Results of the head phantom experiment are summarized in Figure 3. Note that within the circular VOI the noise levels (as computed in the region identified by the magenta square) are nearly identical suggesting a very similar level of image quality. Outside the VOI, the noise levels (computed in green rectangle) are approximately 1.5 times higher in the VOI scan. We also note some ring artifacts associated with the boundaries of the blockers. We conjecture that this is the result of incomplete gain correction, gaps in radial sampling due to overlap of blockers (e.g. a whole column of missing data in the sinogram), and other uncorrected physical effects like scatter, lag, etc. Dosimetry results are summarized in Figure 3C. We see that the dynamic collimation scan was acquired with 57% of the dose of the fully sampled scan - indicating a significant potential for dose reduction.

Figure 3.

Summary of head phantom experiments. (A) Photograph of head phantom with three inserts. (B) Comparison of fully sampled and VOI+1:4 sparse sampling reconstructions. Two rectangular regions are identified over which sample noise variance is computed. The VOI is indicated by a dashed yellow circle. (C) Dose measurements for each acquisition protocol.

Results from the thorax scan experiment are shown in Figure 4. In comparing the fully sampled scan with the two dynamic collimation protocols we see a similar level of image quality in the VOI that was chosen around the spine for all methods. As one would expect the 1:4 protocol has increased noise over both the 2:4 protocol and the fully sampled data. Interestingly, the ring artifacts are significantly reduced in the 2:4 protocol. We conjecture that the pairwise actuation of blockers eliminates the systematic omission of radial bins that are present in the singlet blocker opening, which reduces systematic ring artifacts. The image quality outside the VOI is better in the 2:4 protocol (over the 1:4 case) with its increased sampling.

Figure 4.

Summary of the thorax phantom experiment including fully sampled data and two different sparse sampling protocols: VOI+1:4 and VOI+2:4. Both sinogram data and the associated PWLS reconstruction are shown for each case. The circular VOI is shown as a yellow dashed circle in all volumes.

4.

CONCLUSION

In this work we have demonstrated a novel dynamic collimation approach based on the independent actuation of beam blockers placed along the radial direction of a CT scanner. The device was constructed, calibrated, and used to acquire projection data on a experimental test-bench. A model-based approach was developed to reconstruct data from acquisition protocols with variable sampling. We demonstrated the ability to maintain image quality within a VOI while significantly reducing radiation dose.

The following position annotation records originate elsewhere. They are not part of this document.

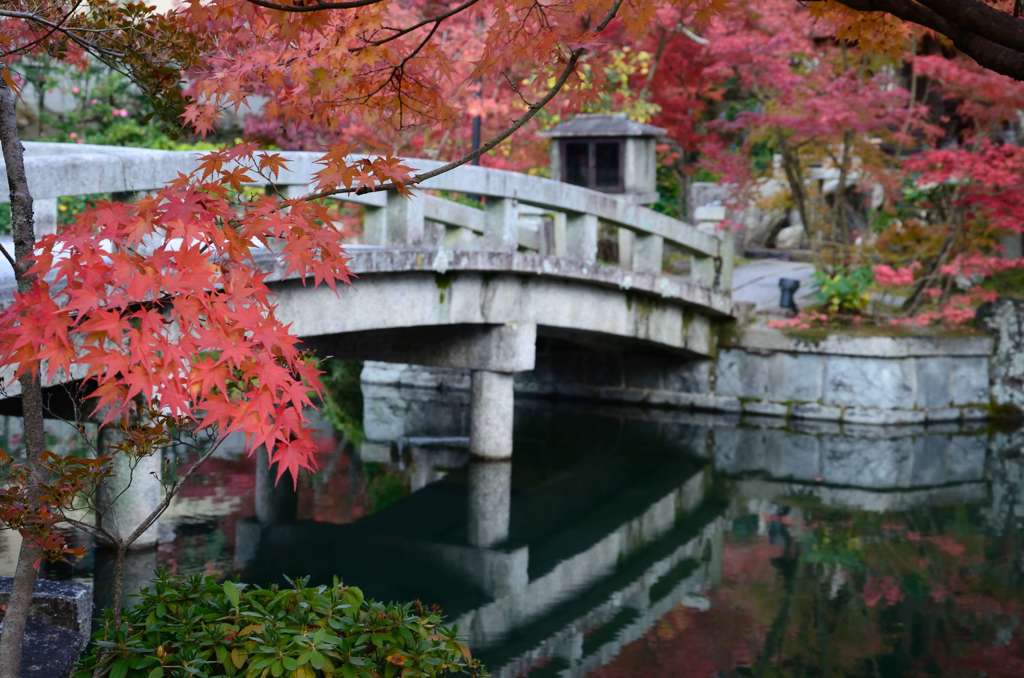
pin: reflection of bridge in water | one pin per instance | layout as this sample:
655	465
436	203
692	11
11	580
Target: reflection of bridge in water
555	557
443	283
605	519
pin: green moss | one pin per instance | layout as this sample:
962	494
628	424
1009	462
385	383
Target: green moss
1004	416
342	403
443	283
816	335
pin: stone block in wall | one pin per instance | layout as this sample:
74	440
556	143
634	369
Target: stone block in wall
739	375
816	411
969	380
868	382
876	463
945	382
933	382
58	627
688	377
796	377
1006	319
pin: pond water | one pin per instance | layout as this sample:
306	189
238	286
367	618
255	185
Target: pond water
627	542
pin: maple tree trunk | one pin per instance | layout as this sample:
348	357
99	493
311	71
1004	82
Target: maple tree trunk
32	396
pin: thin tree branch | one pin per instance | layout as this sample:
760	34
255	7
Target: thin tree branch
992	38
171	493
320	6
46	35
7	256
436	19
470	157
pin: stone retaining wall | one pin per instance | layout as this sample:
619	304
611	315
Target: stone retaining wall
869	380
864	380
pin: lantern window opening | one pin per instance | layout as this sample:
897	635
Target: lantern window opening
595	163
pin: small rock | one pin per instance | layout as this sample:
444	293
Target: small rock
790	238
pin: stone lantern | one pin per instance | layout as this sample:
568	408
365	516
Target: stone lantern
607	153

These preliminary studies show one potential use of the dynamic collimator to control image quality and limit dose. Much more general dynamic sampling patterns are possible. For example, we have illustrated how pairwise actuation can limit certain artifacts. A wide range of other image quality and dose objectives could also be applied including smoother variations in image quality (spatially), organ-by-organ specification, task-driven sampling, etc.

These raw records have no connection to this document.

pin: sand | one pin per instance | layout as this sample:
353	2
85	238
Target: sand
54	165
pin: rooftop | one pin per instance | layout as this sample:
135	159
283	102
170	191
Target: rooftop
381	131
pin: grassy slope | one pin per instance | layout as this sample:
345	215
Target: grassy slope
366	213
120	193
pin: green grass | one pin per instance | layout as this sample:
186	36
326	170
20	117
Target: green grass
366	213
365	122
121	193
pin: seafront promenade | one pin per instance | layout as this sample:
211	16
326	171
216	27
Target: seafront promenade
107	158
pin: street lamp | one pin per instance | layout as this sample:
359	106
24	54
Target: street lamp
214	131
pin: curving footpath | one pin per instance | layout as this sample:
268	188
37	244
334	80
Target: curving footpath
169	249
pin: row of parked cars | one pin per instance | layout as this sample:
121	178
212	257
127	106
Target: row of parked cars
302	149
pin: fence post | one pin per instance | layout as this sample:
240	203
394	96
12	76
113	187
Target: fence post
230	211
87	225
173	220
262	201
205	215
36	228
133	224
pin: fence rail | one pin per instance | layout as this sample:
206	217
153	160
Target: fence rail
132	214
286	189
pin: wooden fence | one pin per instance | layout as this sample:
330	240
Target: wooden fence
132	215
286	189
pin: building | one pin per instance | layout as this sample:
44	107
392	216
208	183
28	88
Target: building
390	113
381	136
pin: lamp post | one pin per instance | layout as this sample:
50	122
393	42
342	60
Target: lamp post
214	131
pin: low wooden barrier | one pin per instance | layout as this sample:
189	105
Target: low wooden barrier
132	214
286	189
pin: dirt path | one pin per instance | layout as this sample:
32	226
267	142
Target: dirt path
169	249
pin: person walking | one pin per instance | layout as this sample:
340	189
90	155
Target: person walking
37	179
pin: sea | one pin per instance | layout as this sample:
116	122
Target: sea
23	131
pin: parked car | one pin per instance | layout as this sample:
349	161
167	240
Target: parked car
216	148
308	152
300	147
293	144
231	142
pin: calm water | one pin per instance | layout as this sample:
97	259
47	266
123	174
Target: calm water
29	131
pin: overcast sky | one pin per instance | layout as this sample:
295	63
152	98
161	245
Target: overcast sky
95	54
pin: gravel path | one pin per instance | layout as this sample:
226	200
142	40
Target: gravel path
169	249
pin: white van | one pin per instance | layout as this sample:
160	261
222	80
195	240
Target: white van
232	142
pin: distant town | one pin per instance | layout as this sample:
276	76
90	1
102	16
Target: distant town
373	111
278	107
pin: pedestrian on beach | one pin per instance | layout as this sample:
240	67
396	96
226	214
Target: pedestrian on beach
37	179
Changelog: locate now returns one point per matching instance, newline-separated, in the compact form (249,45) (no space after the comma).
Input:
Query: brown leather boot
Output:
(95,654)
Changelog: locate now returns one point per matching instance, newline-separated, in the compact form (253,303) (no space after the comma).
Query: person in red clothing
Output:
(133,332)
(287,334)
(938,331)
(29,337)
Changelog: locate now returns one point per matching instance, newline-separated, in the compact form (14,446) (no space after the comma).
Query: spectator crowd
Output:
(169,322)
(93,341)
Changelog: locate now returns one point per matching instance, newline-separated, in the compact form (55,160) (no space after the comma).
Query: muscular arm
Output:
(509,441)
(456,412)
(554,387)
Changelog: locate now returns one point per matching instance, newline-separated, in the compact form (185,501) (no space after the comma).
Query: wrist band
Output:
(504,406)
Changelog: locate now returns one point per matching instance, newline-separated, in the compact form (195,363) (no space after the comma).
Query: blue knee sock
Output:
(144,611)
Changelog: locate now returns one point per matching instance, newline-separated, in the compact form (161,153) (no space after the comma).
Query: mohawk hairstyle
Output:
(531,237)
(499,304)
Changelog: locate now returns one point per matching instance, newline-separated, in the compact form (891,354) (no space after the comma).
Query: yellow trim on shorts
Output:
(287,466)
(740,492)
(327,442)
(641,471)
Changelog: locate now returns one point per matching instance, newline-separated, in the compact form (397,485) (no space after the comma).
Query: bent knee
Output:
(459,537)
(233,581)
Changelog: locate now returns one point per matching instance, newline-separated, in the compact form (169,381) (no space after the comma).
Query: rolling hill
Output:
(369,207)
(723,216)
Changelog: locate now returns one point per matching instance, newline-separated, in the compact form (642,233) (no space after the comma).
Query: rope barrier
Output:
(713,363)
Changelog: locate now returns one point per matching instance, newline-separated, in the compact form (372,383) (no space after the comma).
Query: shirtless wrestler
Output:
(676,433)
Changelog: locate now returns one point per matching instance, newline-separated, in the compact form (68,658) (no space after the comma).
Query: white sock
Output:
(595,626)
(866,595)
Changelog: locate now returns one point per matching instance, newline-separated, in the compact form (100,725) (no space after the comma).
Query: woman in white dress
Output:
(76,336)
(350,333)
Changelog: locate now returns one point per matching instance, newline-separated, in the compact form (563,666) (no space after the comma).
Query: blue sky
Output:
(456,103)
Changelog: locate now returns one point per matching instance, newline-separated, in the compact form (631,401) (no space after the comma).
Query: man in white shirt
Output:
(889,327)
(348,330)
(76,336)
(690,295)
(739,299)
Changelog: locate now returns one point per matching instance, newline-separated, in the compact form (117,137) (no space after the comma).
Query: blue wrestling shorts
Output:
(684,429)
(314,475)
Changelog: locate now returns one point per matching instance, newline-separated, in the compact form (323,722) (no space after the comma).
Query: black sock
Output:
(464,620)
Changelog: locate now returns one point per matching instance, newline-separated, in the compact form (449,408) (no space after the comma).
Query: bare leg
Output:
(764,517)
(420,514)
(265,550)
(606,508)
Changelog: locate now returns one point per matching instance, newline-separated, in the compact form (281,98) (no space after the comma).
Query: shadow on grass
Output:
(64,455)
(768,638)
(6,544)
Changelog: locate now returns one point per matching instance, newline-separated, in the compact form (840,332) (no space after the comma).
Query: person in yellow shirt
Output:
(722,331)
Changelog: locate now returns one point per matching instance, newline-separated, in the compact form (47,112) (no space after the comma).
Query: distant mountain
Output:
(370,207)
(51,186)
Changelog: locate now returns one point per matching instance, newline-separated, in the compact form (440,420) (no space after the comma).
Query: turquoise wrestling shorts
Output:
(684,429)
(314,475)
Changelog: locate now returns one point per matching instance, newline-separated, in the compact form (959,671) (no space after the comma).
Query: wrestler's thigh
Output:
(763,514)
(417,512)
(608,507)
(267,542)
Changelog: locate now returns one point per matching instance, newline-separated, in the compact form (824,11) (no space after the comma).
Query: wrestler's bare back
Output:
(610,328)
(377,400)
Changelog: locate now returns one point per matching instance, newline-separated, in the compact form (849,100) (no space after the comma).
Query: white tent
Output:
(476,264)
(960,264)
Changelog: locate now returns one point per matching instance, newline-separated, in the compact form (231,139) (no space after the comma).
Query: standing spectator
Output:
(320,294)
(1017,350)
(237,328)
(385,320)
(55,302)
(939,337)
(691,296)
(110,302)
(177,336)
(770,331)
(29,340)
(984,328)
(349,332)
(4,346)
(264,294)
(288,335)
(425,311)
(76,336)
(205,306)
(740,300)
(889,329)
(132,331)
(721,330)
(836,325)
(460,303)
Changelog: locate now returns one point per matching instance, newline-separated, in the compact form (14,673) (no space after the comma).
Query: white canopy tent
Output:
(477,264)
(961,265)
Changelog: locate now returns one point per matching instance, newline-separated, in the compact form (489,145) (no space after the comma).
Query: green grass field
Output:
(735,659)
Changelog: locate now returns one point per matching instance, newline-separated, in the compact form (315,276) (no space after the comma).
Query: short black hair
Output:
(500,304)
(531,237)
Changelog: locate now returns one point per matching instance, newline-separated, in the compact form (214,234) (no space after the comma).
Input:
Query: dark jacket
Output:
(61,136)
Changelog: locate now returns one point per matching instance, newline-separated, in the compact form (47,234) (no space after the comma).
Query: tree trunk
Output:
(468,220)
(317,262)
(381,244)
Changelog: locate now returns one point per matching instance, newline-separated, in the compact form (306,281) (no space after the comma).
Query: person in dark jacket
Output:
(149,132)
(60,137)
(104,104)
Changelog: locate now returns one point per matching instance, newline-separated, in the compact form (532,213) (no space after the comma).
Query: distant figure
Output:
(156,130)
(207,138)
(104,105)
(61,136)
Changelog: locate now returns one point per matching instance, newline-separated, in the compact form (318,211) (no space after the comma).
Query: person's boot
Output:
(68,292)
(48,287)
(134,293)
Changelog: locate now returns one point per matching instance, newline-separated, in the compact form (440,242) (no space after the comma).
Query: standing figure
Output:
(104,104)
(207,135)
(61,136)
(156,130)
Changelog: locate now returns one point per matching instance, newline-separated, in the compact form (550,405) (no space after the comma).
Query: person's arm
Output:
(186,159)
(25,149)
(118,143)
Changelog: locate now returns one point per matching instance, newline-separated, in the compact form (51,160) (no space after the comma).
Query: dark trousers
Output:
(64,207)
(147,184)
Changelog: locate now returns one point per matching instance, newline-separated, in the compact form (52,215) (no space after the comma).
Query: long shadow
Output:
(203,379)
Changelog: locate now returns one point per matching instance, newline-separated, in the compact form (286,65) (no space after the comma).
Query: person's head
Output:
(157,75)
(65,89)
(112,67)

There are numerous engineering details that would need to be addressed to translate this approach to a clinical system including strict constraints on the motion (accelerations, velocity), overall size, control and communication, etc. However, these initial studies suggest that the underlying technology has potential to provide a new way to control and balance the image quality-dose trade-off.